Türkiye’de Parlamenter demokrasiden Başkanlık sistemine geçilmesi bilindiği gibi iki büyük yanlışın karşımıza çıkardığı sonuçtur:

Biri, Deniz Baykal’ın CHP Genel Başkanlığı döneminde, Cumhurbaşkanlığı seçimlerine Baykal’ın yaptığı -maalesef- köksüz ve anlamsız itirazlardır. Anımsanacağı gibi Baykal, TBMM’de yeterli milletvekiline sahip olan AKP’nin istediği kişiyi Cumhurbaşkanı seçemeyeceğinde ısrar etmiştir.

İkincisi, o sırada ortaya atılan “TBMM’nin Cumhurbaşkanı seçimi toplantıları en az 367 üyenin hazır bulunmasıyla açılacağı” yolundaki köksüz taleplerdir.

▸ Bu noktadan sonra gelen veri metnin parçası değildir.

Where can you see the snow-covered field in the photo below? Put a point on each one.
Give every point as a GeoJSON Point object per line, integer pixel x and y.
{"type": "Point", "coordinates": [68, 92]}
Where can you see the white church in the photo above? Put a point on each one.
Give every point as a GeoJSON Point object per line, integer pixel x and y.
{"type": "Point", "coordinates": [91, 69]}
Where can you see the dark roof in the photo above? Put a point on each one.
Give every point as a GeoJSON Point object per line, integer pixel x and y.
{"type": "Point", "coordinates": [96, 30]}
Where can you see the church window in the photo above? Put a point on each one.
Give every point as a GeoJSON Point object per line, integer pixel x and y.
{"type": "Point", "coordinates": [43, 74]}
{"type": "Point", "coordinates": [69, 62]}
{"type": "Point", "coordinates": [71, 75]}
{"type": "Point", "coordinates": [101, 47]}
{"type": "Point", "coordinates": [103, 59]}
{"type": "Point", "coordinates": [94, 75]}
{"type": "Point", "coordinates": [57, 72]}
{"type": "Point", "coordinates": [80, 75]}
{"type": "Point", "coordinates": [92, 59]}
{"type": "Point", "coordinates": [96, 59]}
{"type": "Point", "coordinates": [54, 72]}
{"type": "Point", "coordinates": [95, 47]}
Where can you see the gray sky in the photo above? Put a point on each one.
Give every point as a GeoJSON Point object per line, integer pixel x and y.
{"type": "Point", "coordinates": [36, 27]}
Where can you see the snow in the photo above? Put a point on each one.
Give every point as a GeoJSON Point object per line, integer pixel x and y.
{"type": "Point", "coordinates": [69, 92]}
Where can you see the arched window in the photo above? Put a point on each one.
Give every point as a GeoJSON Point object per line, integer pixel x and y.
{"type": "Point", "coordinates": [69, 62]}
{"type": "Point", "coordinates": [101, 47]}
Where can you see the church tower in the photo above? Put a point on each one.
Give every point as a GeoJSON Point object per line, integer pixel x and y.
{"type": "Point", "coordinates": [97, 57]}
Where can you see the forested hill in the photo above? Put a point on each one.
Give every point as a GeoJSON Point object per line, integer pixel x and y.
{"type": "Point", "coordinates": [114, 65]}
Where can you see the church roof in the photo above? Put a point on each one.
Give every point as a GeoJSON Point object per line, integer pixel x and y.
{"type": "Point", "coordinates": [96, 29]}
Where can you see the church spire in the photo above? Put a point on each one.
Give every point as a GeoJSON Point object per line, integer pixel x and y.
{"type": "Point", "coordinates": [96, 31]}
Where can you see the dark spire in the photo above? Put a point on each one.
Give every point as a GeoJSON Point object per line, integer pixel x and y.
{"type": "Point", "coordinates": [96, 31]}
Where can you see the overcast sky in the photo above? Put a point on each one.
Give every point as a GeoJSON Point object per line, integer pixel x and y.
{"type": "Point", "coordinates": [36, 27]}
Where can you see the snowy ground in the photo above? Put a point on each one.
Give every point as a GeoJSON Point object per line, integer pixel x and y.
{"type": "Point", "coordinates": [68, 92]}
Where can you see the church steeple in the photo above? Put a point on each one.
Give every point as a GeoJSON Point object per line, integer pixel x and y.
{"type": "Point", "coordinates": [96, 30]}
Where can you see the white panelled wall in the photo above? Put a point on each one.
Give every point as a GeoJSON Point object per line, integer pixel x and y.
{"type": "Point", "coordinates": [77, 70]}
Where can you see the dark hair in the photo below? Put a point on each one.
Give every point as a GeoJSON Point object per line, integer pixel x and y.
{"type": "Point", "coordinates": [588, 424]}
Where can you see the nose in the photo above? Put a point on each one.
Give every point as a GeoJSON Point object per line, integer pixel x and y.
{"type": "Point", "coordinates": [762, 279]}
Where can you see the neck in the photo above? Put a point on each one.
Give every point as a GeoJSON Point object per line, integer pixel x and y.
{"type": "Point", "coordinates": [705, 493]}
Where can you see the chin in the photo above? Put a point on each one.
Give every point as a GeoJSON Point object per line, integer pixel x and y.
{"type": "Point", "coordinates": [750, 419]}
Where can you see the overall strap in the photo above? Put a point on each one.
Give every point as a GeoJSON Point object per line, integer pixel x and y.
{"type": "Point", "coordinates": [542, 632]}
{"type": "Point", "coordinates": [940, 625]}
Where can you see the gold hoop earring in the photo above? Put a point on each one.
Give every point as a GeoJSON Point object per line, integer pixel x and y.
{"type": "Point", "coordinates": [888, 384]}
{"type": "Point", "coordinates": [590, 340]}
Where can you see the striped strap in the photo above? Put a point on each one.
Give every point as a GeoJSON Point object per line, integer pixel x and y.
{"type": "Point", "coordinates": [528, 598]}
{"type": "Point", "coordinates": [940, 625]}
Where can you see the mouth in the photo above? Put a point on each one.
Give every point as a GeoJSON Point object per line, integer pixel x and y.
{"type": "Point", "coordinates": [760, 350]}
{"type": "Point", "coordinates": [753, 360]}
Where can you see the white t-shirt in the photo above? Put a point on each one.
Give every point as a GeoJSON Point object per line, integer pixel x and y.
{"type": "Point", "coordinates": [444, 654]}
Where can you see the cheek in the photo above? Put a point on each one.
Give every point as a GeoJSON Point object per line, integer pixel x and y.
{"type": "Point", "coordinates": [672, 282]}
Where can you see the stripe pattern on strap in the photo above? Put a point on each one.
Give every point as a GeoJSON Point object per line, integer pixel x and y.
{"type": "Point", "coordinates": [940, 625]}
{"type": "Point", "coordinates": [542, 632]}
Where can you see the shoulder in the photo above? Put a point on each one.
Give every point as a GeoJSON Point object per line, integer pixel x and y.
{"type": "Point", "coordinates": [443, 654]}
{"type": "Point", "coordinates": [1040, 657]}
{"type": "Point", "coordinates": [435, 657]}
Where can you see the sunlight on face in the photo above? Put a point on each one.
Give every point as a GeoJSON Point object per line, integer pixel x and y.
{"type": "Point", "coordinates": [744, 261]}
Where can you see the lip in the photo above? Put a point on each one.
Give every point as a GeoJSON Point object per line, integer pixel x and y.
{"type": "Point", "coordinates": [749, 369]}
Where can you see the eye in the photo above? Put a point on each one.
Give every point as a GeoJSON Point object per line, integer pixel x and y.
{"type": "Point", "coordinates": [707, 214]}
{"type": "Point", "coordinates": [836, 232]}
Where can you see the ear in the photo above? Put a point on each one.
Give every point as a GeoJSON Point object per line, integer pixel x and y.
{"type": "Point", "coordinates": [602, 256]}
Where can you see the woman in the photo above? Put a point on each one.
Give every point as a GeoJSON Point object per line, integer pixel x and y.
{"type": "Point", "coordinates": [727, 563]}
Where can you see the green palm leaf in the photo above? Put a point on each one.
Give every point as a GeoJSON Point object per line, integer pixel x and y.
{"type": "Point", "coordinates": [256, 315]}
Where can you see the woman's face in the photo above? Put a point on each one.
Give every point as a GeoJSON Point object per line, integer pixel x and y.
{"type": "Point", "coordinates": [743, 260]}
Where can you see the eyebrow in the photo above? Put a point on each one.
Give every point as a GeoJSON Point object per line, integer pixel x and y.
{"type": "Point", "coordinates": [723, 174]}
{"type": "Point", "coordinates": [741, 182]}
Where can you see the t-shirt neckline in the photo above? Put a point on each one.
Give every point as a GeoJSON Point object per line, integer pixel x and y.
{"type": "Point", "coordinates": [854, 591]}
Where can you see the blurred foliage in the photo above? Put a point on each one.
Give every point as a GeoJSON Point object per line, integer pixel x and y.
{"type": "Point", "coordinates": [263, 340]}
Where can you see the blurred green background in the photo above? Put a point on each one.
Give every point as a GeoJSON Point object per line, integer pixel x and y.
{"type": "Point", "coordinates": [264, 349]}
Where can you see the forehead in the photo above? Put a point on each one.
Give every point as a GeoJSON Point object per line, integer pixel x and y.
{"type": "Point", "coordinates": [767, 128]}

Nitekim AKP bu itirazların zoruyla birinci adımda Cumhurbaşkanı seçme yetkisini TBMM’den alıp “halka” verecek Anayasa değişikliğini yaptı.

Sonra da ülkeyi tek kişi olarak yönetmeyi isteyen Recep Tayyip Erdoğan’ın projesi gerçekleştirildi ve şu anda uygulanan “Başkanlık Sistemi”ne geçildi.
Ancak bu geçiş, yukarda özetlediğim gibi toplumsal bir ihtiyacın ürünü değil, Ana Muhalefet partisinin yanlışını kendi ihtirası uğruna daha ileri götüren Tayyip Erdoğan’ın kişisel ihtiyacının ürünüdür. O nedenle ilk fırsatta değiştirilmesi ve Parlamenter Sisteme tekrar dönülmesi kaçınılmazdır.

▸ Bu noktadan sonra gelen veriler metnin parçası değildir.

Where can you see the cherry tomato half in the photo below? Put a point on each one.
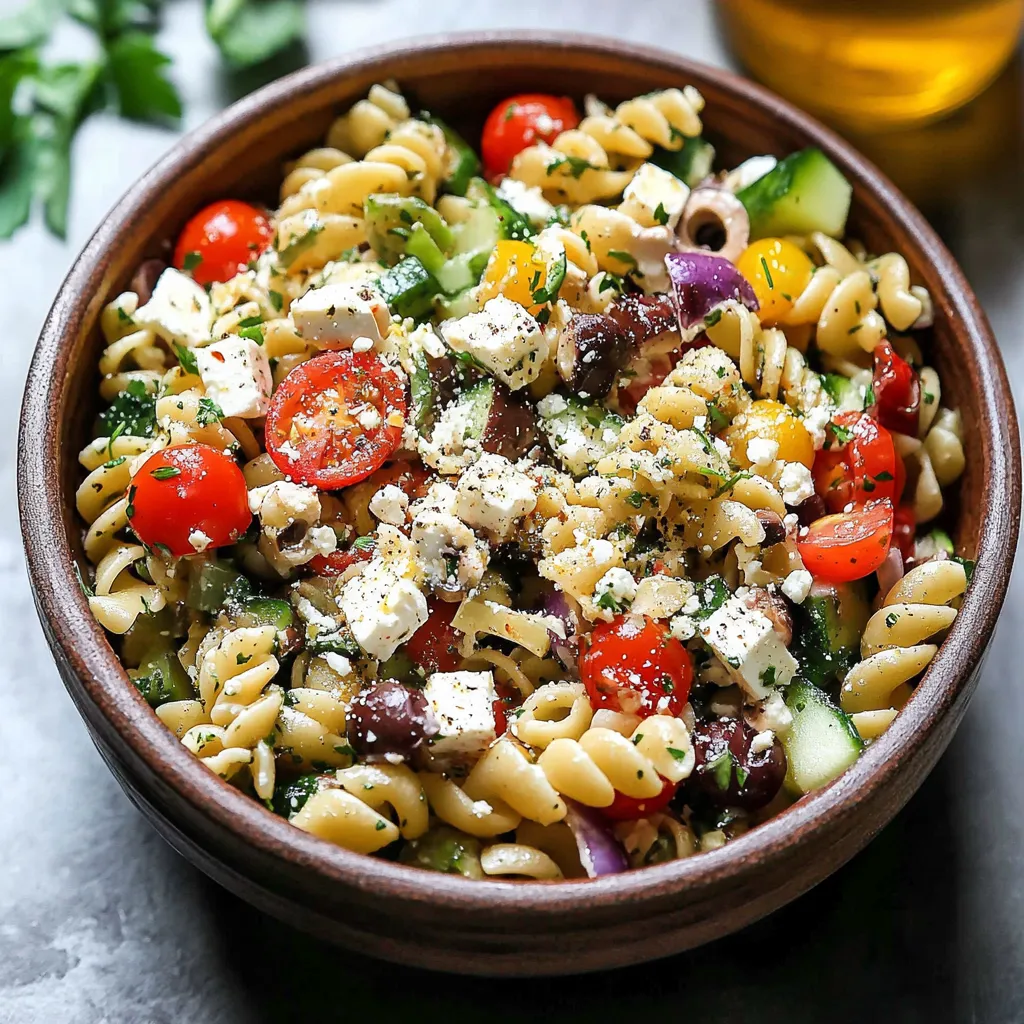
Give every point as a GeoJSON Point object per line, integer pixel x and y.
{"type": "Point", "coordinates": [434, 646]}
{"type": "Point", "coordinates": [220, 240]}
{"type": "Point", "coordinates": [188, 498]}
{"type": "Point", "coordinates": [634, 665]}
{"type": "Point", "coordinates": [897, 390]}
{"type": "Point", "coordinates": [625, 808]}
{"type": "Point", "coordinates": [519, 122]}
{"type": "Point", "coordinates": [858, 465]}
{"type": "Point", "coordinates": [849, 545]}
{"type": "Point", "coordinates": [335, 419]}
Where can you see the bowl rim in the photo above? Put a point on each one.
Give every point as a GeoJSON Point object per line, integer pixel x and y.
{"type": "Point", "coordinates": [73, 633]}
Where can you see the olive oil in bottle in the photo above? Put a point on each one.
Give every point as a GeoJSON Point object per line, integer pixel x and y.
{"type": "Point", "coordinates": [873, 65]}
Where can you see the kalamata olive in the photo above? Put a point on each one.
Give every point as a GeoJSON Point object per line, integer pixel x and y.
{"type": "Point", "coordinates": [727, 772]}
{"type": "Point", "coordinates": [810, 509]}
{"type": "Point", "coordinates": [591, 351]}
{"type": "Point", "coordinates": [773, 526]}
{"type": "Point", "coordinates": [510, 428]}
{"type": "Point", "coordinates": [145, 278]}
{"type": "Point", "coordinates": [643, 316]}
{"type": "Point", "coordinates": [773, 608]}
{"type": "Point", "coordinates": [714, 220]}
{"type": "Point", "coordinates": [389, 718]}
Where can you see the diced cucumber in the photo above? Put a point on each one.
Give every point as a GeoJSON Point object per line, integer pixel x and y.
{"type": "Point", "coordinates": [214, 585]}
{"type": "Point", "coordinates": [827, 629]}
{"type": "Point", "coordinates": [264, 611]}
{"type": "Point", "coordinates": [161, 678]}
{"type": "Point", "coordinates": [422, 246]}
{"type": "Point", "coordinates": [821, 743]}
{"type": "Point", "coordinates": [512, 224]}
{"type": "Point", "coordinates": [462, 271]}
{"type": "Point", "coordinates": [390, 219]}
{"type": "Point", "coordinates": [409, 289]}
{"type": "Point", "coordinates": [802, 194]}
{"type": "Point", "coordinates": [462, 163]}
{"type": "Point", "coordinates": [580, 434]}
{"type": "Point", "coordinates": [691, 164]}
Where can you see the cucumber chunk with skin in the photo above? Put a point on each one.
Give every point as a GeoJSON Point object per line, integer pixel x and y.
{"type": "Point", "coordinates": [804, 193]}
{"type": "Point", "coordinates": [821, 742]}
{"type": "Point", "coordinates": [691, 164]}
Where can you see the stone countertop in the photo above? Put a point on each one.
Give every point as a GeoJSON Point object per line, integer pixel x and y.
{"type": "Point", "coordinates": [100, 922]}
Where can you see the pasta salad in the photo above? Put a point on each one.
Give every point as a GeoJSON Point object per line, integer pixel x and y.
{"type": "Point", "coordinates": [539, 518]}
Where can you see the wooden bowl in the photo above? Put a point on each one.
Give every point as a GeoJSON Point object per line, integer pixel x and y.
{"type": "Point", "coordinates": [438, 921]}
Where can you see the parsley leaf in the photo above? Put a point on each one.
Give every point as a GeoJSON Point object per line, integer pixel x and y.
{"type": "Point", "coordinates": [248, 33]}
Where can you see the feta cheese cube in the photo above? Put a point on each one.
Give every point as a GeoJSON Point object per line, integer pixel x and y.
{"type": "Point", "coordinates": [654, 197]}
{"type": "Point", "coordinates": [796, 483]}
{"type": "Point", "coordinates": [527, 201]}
{"type": "Point", "coordinates": [389, 505]}
{"type": "Point", "coordinates": [504, 338]}
{"type": "Point", "coordinates": [383, 606]}
{"type": "Point", "coordinates": [334, 316]}
{"type": "Point", "coordinates": [463, 705]}
{"type": "Point", "coordinates": [237, 375]}
{"type": "Point", "coordinates": [797, 586]}
{"type": "Point", "coordinates": [178, 310]}
{"type": "Point", "coordinates": [492, 495]}
{"type": "Point", "coordinates": [750, 648]}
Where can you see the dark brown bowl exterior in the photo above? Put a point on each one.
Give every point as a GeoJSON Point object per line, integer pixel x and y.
{"type": "Point", "coordinates": [432, 920]}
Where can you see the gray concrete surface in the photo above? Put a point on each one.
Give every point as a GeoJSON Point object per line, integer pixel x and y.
{"type": "Point", "coordinates": [100, 922]}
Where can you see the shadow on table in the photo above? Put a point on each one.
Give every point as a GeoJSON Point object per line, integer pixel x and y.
{"type": "Point", "coordinates": [876, 935]}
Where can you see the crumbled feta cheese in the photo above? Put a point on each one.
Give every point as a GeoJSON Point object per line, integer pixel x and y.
{"type": "Point", "coordinates": [748, 645]}
{"type": "Point", "coordinates": [492, 495]}
{"type": "Point", "coordinates": [324, 539]}
{"type": "Point", "coordinates": [654, 197]}
{"type": "Point", "coordinates": [389, 505]}
{"type": "Point", "coordinates": [815, 421]}
{"type": "Point", "coordinates": [527, 201]}
{"type": "Point", "coordinates": [619, 588]}
{"type": "Point", "coordinates": [334, 316]}
{"type": "Point", "coordinates": [796, 482]}
{"type": "Point", "coordinates": [797, 586]}
{"type": "Point", "coordinates": [237, 376]}
{"type": "Point", "coordinates": [463, 706]}
{"type": "Point", "coordinates": [504, 338]}
{"type": "Point", "coordinates": [178, 310]}
{"type": "Point", "coordinates": [199, 540]}
{"type": "Point", "coordinates": [751, 170]}
{"type": "Point", "coordinates": [762, 451]}
{"type": "Point", "coordinates": [383, 606]}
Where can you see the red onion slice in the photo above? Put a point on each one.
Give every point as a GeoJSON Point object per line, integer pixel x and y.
{"type": "Point", "coordinates": [600, 852]}
{"type": "Point", "coordinates": [701, 285]}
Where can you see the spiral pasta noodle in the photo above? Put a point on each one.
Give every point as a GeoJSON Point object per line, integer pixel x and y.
{"type": "Point", "coordinates": [894, 647]}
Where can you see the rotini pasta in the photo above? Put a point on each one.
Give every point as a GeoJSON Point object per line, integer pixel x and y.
{"type": "Point", "coordinates": [521, 530]}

Ancak Parlamenter Sistemin de ülkemizde gereğine uygun şekilde işlemediği ve uygulanmadığı ayrı bir gerçektir. Örneğin yürürlükteki İçtüzük, işleyişi bozan -milletvekilini devre dışına iten- sayısız engel ve uygulamayla doludur. O nedenle kanımca hem Anayasanın değiştirilmesi ve Parlamenter Sisteme dönülmesi ve hem de İçtüzüğün bu sistemi en iyi şekilde işletecek hükümlerle yeninden düzenlenmesi gereklidir. Bu gerekliliği dile getiren herkes kanımca doğruyu söylemektedir.

Soru-3) Önceki Cumhurbaşkanı Abdullah Gül kamuoyu önüne yeniden çıkmaya başladı. Ali Babacan ve Ahmet Davutoğlu ile birlikte gözlerini Ak Parti içine dikmiş durumdalar. Harekete geçmeleri nasıl gelişmeleri tetikler?

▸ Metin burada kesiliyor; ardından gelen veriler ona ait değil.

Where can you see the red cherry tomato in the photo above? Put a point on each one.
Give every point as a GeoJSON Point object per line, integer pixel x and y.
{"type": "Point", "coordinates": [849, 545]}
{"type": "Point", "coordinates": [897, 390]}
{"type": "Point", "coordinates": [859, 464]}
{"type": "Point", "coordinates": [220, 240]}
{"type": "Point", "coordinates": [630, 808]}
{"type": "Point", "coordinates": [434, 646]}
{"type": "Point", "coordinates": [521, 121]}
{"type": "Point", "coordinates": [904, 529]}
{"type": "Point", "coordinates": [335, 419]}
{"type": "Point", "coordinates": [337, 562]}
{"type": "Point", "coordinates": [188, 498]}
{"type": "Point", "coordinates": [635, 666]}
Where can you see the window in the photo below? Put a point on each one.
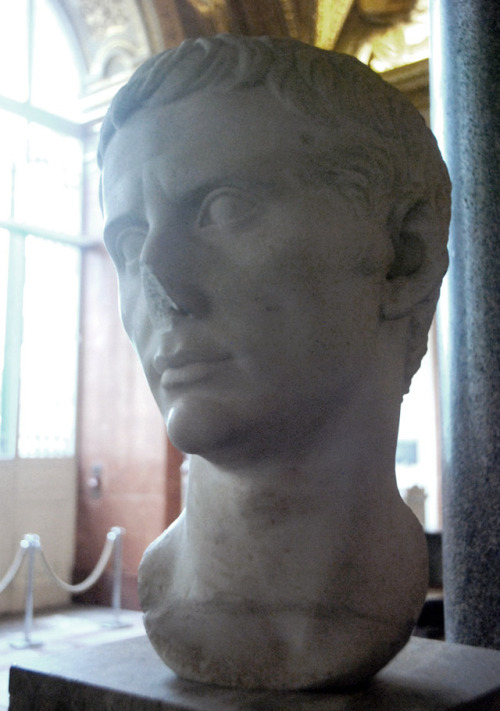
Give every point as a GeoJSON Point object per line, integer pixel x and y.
{"type": "Point", "coordinates": [40, 220]}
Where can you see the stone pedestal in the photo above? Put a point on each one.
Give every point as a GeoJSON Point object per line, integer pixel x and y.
{"type": "Point", "coordinates": [122, 676]}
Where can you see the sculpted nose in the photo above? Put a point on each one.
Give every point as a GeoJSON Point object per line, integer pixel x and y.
{"type": "Point", "coordinates": [170, 284]}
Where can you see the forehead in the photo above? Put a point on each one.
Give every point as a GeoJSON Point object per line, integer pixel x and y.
{"type": "Point", "coordinates": [208, 136]}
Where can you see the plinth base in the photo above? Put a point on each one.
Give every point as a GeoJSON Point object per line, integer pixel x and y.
{"type": "Point", "coordinates": [128, 676]}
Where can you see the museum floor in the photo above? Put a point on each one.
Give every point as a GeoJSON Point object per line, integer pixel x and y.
{"type": "Point", "coordinates": [59, 631]}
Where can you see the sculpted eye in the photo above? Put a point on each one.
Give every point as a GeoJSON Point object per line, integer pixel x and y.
{"type": "Point", "coordinates": [226, 206]}
{"type": "Point", "coordinates": [128, 246]}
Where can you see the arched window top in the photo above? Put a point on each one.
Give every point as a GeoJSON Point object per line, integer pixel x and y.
{"type": "Point", "coordinates": [38, 59]}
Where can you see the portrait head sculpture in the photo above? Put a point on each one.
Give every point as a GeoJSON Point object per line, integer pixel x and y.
{"type": "Point", "coordinates": [278, 218]}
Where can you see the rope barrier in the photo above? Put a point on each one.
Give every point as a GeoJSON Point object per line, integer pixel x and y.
{"type": "Point", "coordinates": [30, 545]}
{"type": "Point", "coordinates": [14, 568]}
{"type": "Point", "coordinates": [94, 575]}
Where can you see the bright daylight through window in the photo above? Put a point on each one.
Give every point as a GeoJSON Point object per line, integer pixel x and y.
{"type": "Point", "coordinates": [40, 219]}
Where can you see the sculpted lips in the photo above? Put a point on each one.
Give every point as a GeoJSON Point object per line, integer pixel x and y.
{"type": "Point", "coordinates": [185, 368]}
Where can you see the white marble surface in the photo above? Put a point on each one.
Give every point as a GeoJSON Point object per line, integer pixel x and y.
{"type": "Point", "coordinates": [278, 273]}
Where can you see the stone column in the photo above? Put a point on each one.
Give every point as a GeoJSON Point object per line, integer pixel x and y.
{"type": "Point", "coordinates": [465, 103]}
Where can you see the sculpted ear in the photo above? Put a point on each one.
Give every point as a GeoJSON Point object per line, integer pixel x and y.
{"type": "Point", "coordinates": [420, 261]}
{"type": "Point", "coordinates": [414, 279]}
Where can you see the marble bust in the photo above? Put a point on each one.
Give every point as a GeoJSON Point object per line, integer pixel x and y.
{"type": "Point", "coordinates": [278, 217]}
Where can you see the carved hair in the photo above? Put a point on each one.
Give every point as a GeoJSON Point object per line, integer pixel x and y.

Abdullah Gül, Ali Babacan ve Ahmet Davutoğlu’nun AKP’ye karşı bir parti kurmalarının -Türkiye’de bir siyasi veya ekonomik deprem yaşanmadıkça- onları başarıya ulaştıracağına ben şahsen kani değilim:
Geçenlerde bir gazetede okudum: Bülent Arınç Ali Babacan’ın “Çalışkan ve iyi bir insan olduğunu ama siyasi bir liderde aranacak niteliklere sahip bulunmadığını” söylemiş. Bu görüşe tamamen katılıyorum. O nedenle Babacan’ın “parti” değil “turşu” kurması bence daha doğru olur.

Abdullah Gül’ün -Cumhurbaşkanıyken eleştirdiğim pek çok kararına ve tavrına rağmen- Erdoğan’la kıyaslayınca “daha iyi bir Cumhurbaşkanı” olduğu kuşkusuzdur ama onda da Erdoğan’a karşı bir siyasi mücadele yürütecek gücü ben göremiyorum.

Ahmet Davutoğlu, “kerameti kendinden menkul bir şeyh”ten ibarettir. AKP çökmedikçe arkasına kimsenin takılacağını beklemiyorum.
O nedenle bu “parti kurma” işi, ekonomi çok daha fazla bozulmadıkça bence bir yere varmaz.